A julio del presente año, el déficit primario se incrementó un 37% en términos interanuales. La meta del déficit para 2016 anunciada es del 4,8% sobre el PBI. En julio dicho ratio se encuentra en el 3,9%. Sera realmente difícil cumplir con la meta propuesta, y sería realmente temerario (por no decir una locura) si para cumplirlo la variable de ajuste fuera la obra pública o una indiscriminada eliminación de subsidios.
El Gobierno nacional exhibe errores no forzados, medidas socialmente insensibles, y escasa muñeca política. Pero sería injusto responsabilizarlo exclusivamente por el estado de la economía. La administración anterior dejó un campo minado de problemas a punto de explotar, y el Gobierno actual debió fijar las prioridades para no alterar el mecanismo de relojería que es la economía argentina.
Atraso cambiario y cepo, nulo acceso a mercados de capital, pocas reservas internacionales, déficits comercial y fiscal, inflación estructural, y recesión económica constituyen la herencia sin beneficio de inventario que recibió el actual Gobierno.
Eficiencia
En tal sentido, el Gobierno fijó prioridades y los cuatro primeros problemas mencionados se encuentran controlados. Ahora es el momento de retomar el camino de los superávit gemelos. Estos representan una correcta administración y una eficiente política productiva y comercial.
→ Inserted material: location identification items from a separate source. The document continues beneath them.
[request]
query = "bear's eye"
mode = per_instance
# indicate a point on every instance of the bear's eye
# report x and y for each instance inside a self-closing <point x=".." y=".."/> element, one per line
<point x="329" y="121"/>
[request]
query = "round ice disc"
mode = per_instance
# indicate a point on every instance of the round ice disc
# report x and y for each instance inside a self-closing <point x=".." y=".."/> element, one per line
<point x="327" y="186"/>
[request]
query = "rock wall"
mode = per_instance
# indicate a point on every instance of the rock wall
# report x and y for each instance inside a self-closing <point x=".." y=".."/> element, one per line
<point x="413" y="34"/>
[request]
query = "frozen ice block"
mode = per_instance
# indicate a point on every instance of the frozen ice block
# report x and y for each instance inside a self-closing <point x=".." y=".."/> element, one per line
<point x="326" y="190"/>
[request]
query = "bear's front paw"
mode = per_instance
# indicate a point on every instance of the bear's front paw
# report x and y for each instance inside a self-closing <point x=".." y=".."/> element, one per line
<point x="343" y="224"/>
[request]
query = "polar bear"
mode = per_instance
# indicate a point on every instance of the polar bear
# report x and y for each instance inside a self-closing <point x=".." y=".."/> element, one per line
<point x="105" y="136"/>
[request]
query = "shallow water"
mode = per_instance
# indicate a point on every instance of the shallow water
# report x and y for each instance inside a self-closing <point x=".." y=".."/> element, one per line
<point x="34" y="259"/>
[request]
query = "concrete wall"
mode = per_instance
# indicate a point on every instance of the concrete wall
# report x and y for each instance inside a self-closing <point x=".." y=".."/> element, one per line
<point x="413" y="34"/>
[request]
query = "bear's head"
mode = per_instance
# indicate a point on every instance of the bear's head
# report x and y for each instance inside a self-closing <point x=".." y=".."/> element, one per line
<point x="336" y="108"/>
El mayor éxito económico de los últimos 20 años fue lograr saldos positivos en materia fiscal y del comercio exterior. Quien llegó a sacarse la foto y usufructuarla políticamente fue el expresidente Néstor Kirchner, aunque la historia deberá reconocer que el costo y las bases de ese éxito las implementó el dúo Remes Lenicov - Lavagna, bajo la conducción política de Eduardo Duhalde.
En el contexto económico actual, pensar en una reducción del gasto público o en un aumento de impuestos como mecanismo de reducción del déficit fiscal tendría el mismo efecto sobre los niveles de actividad que la reforma impositiva del tandem De la Rúa - Machinea en 1999. Aquella modificación tributaria desalentó inversión y terminó por sepultar la débil recuperación económica que se insinuaba. Todos recordamos qué pasó dos años después.
Tensión
Tampoco una devaluación para ganar competitividad en el frente externo es recomendable. La inflación asoma como una de las variables que comienza a desacelerarse y no es conveniente generar una tensión innecesaria sobre ella.
Así, el camino pasa por tomar deuda de manera estratégica. El reingreso a los mercados de capitales, posarreglo con los "hold out" y en un contexto de tasas bajas, puede considerarse un acierto de esta administración. Se trata de no endeudarse para gastos corrientes sino para inversiones que modifiquen la estructura competitiva nacional.
En tal sentido, las emisiones primarias de los segmentos soberanos, subsoberanos y corporativos suman ya 29.460 millones de dólares, con tasas que van entre 5.75% y 9.75%
En el frente externo, además de mejorar la estructura competitiva, también es de esperar que la inestabilidad política de Brasil -nuestro principal socio comercial- finalice, y con ello recuperar un mercado donde las exportaciones acumulan ya casi tres años en caída.
Para todo esto el Gobierno necesita aceitar sus reflejos. Aunque no le guste a los ortodoxos, la economía depende de la política y no al revés. No alcanza con un solo ministro hábil en lo político como lo es el responsable de la cartera de interior. Hace falta una coordinación con la oposición responsable y una bajada de línea para el abandono de la simpleza de las planillas de cálculo.